Many large, industrial scale 3D-printers that cost several tens of thousands of Dollars (or Euro's) not very long ago (about the same time RepRap, Makerbot, Ultimaker et al. became popular) are being decommissioned for trivial problems. Some have software errors, some have clogged extruders. Some ran out of filament. Many get dumped because their owners make a cost/benefit calculation, and with the annual retainer for a service contract being about the cost of a RepRap descendant, that calculation quickly tips into the "time to write-off" side.
These are also complex machines with many sensors, actuators and several layers of software all working together. This makes them error-prone, and, being closed-source (and maintenance literature hard to find), hard to repair.
Thus, they can be picked up for a snap (in monetary terms, being bulky they carry a lot of mass). My particular unit booted, initialized, calibrated and even printed the first layers, but would intermittently stop with the error code "14, 129", which the service manual for another printer of the same line (probably running the same software) indicates as an extruder problem: "Toggle Head failure".

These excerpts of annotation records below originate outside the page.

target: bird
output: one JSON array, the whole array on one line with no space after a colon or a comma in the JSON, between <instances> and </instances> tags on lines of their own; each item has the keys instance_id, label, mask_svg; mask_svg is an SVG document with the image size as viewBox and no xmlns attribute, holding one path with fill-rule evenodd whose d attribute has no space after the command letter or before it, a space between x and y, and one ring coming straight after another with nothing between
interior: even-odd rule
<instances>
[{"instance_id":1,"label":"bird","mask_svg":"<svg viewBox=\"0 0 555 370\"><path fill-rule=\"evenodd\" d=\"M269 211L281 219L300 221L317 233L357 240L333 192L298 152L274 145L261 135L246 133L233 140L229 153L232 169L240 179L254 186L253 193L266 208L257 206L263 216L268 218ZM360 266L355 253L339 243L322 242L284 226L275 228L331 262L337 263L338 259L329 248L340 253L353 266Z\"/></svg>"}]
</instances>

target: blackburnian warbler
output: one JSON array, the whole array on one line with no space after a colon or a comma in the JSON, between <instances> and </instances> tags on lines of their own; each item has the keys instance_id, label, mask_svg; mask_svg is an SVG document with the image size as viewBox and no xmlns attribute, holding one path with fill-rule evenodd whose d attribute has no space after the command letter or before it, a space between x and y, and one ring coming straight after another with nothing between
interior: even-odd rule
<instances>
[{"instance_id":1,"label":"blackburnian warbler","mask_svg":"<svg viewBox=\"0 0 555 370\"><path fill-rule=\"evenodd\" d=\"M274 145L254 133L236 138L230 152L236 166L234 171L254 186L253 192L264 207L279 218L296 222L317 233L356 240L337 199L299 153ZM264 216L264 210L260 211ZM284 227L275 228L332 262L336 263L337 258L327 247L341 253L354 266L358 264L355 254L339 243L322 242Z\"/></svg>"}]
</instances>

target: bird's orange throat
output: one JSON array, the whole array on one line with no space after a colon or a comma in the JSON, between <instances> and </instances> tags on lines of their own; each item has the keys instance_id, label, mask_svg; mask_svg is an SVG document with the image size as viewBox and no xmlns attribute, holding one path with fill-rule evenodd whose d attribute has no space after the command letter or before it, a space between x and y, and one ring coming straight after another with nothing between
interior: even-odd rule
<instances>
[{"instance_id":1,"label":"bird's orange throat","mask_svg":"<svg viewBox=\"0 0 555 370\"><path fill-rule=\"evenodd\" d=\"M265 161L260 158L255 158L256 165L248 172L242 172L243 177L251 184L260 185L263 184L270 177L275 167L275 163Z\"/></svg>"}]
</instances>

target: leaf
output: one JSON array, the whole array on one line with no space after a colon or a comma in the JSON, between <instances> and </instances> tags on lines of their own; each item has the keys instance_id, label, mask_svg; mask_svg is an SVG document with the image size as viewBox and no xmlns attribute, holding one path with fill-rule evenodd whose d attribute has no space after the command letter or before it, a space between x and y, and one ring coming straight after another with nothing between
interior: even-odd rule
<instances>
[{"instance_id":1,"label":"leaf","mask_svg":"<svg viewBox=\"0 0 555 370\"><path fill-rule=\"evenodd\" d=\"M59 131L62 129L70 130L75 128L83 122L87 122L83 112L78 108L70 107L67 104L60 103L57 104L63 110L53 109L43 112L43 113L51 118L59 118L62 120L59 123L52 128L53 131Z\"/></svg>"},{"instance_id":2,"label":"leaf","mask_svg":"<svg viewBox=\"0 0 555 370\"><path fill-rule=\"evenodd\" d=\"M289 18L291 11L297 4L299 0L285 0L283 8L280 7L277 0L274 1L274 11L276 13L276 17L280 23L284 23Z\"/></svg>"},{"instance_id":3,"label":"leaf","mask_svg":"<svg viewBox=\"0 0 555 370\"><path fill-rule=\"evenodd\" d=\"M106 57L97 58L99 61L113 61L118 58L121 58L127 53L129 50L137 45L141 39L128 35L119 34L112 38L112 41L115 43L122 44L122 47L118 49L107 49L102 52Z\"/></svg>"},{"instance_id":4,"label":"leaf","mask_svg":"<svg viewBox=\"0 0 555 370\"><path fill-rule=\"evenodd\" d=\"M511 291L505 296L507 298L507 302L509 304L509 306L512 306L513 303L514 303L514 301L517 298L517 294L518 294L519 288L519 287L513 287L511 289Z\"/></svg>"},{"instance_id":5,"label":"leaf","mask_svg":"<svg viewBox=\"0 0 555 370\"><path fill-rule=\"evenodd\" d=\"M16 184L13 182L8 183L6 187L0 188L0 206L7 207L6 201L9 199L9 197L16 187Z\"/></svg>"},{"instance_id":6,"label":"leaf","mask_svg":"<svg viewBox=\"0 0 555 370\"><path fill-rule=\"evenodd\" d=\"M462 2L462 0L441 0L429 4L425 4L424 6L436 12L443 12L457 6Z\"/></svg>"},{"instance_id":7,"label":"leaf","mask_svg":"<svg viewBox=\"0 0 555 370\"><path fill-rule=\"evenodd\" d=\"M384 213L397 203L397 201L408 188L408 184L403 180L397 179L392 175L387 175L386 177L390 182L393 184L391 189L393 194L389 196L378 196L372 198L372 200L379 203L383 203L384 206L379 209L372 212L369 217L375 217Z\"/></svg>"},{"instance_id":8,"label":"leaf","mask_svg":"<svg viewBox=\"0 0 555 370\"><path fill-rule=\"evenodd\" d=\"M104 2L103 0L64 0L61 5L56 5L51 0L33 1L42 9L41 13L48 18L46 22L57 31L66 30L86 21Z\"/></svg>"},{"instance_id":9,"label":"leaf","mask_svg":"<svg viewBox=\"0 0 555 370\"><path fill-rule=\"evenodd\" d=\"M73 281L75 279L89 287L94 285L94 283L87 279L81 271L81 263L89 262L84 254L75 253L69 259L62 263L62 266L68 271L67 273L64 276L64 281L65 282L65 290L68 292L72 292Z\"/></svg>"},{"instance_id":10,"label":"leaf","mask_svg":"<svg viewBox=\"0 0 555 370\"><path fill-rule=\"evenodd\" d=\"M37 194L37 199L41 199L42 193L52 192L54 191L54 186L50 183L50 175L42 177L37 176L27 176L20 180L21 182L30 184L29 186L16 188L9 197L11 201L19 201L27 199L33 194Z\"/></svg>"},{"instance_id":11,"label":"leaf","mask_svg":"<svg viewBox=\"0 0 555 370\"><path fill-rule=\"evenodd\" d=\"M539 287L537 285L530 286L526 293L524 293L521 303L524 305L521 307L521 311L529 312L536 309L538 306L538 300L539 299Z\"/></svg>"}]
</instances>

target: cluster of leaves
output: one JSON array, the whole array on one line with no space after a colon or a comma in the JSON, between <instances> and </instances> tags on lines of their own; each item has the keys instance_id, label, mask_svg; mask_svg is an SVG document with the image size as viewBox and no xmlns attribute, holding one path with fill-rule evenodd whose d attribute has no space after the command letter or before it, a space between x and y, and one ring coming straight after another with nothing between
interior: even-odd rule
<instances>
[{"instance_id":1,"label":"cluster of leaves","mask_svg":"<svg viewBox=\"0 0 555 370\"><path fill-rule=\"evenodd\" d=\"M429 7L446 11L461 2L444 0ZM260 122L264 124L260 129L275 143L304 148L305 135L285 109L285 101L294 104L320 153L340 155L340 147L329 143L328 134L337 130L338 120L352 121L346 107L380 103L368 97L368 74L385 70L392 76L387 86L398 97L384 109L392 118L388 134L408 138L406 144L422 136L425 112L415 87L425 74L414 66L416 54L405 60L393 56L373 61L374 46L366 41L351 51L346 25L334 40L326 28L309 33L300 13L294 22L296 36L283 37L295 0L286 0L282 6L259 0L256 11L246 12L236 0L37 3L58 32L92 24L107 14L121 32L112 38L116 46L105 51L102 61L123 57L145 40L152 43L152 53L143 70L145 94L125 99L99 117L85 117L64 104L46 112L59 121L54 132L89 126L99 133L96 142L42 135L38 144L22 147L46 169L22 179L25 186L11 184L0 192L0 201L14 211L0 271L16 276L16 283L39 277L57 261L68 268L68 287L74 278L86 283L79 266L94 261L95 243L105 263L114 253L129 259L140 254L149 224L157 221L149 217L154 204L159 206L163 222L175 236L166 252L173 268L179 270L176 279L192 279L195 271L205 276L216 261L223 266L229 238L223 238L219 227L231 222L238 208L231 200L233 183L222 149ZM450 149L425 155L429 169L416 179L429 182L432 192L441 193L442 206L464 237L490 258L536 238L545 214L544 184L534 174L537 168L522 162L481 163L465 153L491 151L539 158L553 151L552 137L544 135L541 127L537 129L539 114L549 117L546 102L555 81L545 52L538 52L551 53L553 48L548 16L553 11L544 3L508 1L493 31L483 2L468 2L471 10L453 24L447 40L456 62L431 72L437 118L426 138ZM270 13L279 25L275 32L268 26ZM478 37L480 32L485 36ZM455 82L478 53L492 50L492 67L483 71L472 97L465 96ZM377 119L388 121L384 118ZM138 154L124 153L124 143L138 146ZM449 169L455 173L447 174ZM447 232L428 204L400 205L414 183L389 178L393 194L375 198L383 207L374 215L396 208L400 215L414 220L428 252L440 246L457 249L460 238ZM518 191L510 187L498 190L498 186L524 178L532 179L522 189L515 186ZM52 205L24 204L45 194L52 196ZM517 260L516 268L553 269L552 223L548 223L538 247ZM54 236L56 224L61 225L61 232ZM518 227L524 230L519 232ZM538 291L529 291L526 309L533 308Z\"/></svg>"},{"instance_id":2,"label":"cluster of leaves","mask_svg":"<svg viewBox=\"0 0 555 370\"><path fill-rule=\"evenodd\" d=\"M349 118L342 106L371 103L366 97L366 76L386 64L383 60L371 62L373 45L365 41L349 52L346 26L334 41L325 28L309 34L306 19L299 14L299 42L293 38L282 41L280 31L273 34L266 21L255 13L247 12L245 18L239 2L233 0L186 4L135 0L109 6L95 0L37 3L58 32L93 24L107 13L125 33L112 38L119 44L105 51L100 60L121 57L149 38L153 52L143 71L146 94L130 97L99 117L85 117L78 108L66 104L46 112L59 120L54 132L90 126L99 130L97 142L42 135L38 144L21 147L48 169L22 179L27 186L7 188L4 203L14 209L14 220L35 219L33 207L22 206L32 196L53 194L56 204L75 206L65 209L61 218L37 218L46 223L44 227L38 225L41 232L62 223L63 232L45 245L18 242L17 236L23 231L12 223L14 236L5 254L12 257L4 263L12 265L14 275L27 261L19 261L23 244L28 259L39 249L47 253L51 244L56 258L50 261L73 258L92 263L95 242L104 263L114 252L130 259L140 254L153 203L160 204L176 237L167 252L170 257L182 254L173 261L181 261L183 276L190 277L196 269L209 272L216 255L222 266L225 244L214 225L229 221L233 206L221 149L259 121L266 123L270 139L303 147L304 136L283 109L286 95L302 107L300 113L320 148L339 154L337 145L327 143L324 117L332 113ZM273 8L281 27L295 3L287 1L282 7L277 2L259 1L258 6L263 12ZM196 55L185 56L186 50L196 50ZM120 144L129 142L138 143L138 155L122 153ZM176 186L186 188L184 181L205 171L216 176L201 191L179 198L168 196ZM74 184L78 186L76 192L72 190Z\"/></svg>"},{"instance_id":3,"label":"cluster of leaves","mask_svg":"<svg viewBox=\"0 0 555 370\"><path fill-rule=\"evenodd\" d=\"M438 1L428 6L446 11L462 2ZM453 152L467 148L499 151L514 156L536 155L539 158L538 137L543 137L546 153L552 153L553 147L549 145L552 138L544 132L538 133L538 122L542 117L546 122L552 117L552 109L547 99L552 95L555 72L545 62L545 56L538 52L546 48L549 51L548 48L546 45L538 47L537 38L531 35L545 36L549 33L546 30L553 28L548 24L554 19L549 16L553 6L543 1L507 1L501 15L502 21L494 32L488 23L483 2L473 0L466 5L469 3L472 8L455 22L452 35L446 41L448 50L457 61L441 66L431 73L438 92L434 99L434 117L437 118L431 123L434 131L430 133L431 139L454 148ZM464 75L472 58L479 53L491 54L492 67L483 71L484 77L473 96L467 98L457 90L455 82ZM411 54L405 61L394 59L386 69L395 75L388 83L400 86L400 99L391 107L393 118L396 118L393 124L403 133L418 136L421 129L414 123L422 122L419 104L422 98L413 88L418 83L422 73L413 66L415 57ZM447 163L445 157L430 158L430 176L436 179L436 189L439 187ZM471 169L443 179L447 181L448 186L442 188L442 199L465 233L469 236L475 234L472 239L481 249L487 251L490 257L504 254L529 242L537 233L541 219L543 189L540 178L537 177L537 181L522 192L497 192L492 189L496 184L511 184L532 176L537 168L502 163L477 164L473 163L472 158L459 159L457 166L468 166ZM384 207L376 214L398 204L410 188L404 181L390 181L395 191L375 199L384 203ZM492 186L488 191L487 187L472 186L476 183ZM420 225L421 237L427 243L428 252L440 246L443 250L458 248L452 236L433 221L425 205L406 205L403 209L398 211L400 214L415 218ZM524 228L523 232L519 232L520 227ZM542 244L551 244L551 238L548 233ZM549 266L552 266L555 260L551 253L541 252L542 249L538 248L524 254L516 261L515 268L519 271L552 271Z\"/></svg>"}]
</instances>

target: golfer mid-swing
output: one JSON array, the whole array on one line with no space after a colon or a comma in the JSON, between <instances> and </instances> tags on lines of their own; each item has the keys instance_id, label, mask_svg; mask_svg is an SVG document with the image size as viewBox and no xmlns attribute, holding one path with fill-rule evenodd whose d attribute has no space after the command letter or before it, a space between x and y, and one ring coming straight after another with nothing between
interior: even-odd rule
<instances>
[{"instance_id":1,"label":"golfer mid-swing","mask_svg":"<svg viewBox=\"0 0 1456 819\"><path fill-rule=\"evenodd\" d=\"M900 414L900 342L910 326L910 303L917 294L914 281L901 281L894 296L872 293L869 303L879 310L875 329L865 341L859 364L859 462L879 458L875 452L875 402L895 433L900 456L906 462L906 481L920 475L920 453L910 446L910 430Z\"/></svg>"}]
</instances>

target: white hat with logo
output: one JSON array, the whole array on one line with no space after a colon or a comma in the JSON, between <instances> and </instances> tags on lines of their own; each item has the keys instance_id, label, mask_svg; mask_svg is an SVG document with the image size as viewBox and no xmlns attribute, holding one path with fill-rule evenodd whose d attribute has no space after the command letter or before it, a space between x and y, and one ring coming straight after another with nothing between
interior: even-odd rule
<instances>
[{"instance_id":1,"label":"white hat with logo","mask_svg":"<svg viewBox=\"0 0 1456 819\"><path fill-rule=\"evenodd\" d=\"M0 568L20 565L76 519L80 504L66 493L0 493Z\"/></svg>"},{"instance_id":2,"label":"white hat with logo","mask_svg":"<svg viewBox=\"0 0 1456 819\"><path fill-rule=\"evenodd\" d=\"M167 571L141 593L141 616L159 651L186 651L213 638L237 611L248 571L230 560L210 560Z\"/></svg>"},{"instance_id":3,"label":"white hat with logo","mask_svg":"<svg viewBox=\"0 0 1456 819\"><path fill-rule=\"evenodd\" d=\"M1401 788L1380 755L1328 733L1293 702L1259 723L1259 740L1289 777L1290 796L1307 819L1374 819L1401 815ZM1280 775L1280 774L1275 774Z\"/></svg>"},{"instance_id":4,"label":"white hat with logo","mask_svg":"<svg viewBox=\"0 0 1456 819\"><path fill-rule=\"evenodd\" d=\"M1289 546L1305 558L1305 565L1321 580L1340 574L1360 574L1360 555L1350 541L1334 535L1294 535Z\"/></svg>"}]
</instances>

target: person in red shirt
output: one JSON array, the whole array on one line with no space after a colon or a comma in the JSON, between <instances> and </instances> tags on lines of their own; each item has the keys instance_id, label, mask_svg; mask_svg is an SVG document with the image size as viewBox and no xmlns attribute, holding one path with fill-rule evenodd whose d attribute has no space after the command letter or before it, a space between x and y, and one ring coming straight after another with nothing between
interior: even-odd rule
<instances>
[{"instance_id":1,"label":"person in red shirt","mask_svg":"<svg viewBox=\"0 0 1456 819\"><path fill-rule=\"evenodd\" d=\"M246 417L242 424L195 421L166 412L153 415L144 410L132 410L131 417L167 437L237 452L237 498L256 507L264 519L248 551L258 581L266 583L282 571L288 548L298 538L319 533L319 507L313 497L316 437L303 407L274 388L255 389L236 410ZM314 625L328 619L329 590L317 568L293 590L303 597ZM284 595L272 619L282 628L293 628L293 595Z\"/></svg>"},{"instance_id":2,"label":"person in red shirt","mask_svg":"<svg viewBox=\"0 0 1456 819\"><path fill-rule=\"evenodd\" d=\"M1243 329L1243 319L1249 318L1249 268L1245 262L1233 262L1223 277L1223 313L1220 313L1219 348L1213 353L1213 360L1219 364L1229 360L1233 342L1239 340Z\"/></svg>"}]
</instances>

While taking apart the extruder head, I noticed a small PCB (outlined orange in one of the photos) with two IR reflection sensors (QRE1113 or equivalent) on the back. They shine their light on a black and silver metallic sticker which is on the rod that moves the extruders into and out of the way.
Because the white LED's of the interior lighting had failed (probably due to prolonged activation in an environment of 70 degrees Celcius), I thought the same must have happened to the IR LED. Swap out the sensors for fresh ones (an easy SMT repair job), reassemble the machine (not so easy) and do a test run: no more problems!
Other common errors on Dimension machines:
- the wiring on the extruder servo motor encoder fails due to shaking and thermal exposure
- bubbling support / build materials (and because of that clogged/blocked extruders, etc.) indicate
- empty backup battery coin cell on motherboard corrupts memory of installed cartridges (which manifests as weird "Shutting down - Continue"-errors while initializing)
- When these work they're wonderful (true tolerance, real ABS prints with soluble support and zero warping!) but my god are they error-prone
Hopefully, this saves other machines from landfill!